Edinburgh Imaging

03 Jan 20. Featured Paper

Small vessel disease is associated with altered cerebrovascular pulsatility but not resting cerebral blood flow.

Link to paper on Journal of Cerebral Blood Flow & Metabolism.



Yulu Shi, Michael J Thrippleton, Gordon W Blair, David A Dickie, Ian Marshall, Iona Hamilton, Fergus N Doubal, Francesca Chappell, Joanna M Wardlaw



Cerebral small vessel disease (SVD) contributes to 25% of ischemic strokes & 45% of dementias.

We aimed to investigate the role of cerebral blood flow (CBF) & intracranial pulsatility in SVD.

We scanned 60 patients with minor ischemic stroke, representing a range of white matter hyperintensities (WMH).

We rated WMH & perivascular spaces (PVS) using semi-quantitative scales & measured WMH volume.

We measured flow & pulsatility in the main cerebral vessels & cerebrospinal fluid (CSF) using phase-contrast MRI.

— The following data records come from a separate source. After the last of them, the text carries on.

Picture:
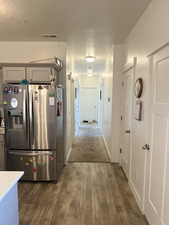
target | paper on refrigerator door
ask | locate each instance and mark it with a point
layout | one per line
(51, 101)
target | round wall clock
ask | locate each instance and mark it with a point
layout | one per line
(138, 89)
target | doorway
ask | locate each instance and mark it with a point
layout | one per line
(88, 100)
(88, 144)
(126, 121)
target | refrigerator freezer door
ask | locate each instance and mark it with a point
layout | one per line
(15, 113)
(37, 166)
(42, 117)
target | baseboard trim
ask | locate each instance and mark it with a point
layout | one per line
(107, 148)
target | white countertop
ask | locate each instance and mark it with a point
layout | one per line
(7, 180)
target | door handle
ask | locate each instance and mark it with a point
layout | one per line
(146, 147)
(127, 131)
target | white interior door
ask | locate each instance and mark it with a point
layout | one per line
(88, 104)
(157, 191)
(126, 129)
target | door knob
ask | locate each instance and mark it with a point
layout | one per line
(127, 131)
(146, 147)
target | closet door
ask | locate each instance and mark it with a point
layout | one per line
(127, 114)
(157, 191)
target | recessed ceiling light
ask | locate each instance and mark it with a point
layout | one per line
(49, 35)
(90, 59)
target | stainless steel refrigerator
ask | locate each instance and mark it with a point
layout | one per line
(34, 130)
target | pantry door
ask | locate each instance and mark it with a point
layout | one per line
(157, 190)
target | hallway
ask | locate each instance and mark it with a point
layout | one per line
(86, 194)
(89, 146)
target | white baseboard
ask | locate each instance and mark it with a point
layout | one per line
(68, 155)
(137, 198)
(107, 148)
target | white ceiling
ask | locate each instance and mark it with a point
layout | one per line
(89, 26)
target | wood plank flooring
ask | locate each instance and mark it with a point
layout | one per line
(86, 194)
(89, 146)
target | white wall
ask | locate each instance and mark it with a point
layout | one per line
(29, 51)
(149, 34)
(119, 60)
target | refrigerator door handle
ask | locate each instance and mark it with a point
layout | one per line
(25, 114)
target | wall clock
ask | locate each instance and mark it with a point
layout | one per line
(138, 88)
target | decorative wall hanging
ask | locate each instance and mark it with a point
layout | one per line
(138, 88)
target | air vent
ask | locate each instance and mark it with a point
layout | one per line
(49, 35)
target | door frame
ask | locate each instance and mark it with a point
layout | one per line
(152, 82)
(126, 68)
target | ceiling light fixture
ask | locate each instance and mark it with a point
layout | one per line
(90, 59)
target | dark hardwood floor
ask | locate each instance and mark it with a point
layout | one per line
(86, 194)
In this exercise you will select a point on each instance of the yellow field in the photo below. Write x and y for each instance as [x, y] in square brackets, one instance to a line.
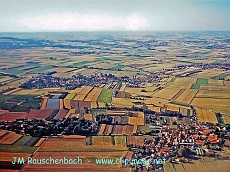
[168, 92]
[187, 96]
[217, 105]
[82, 94]
[206, 116]
[183, 83]
[212, 87]
[215, 82]
[136, 121]
[156, 101]
[93, 95]
[122, 102]
[213, 94]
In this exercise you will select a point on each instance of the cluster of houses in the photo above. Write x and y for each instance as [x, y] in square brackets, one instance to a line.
[47, 81]
[180, 144]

We investigated the association between flow, pulsatility & SVD features.

In 56/60 patients (40 male, 67.8±8.3 years) with complete data, median WMH volume was 10.7 mL (range 1.4–75.0 mL), representing median 0.77% (0.11–5.17%) of intracranial volume.

Greater pulsatility index (PI) in venous sinuses was associated with larger WMH volume (e.g. superior sagittal sinus, β = 1.29, ;P < 0.01) & more basal ganglia PVS (e.g. odds ratio = 1.38, 95% confidence interval 1.06, 1.79, per 0.1 increase in superior sagittal sinus PI) independently of age, sex & blood pressure.

CSF pulsatility & CBF were not associated with SVD features.

Our results support a close association of SVD features with increased intracranial pulsatility rather than with low global CBF, & provide potential targets for mechanistic research, treatment & prevention of SVD.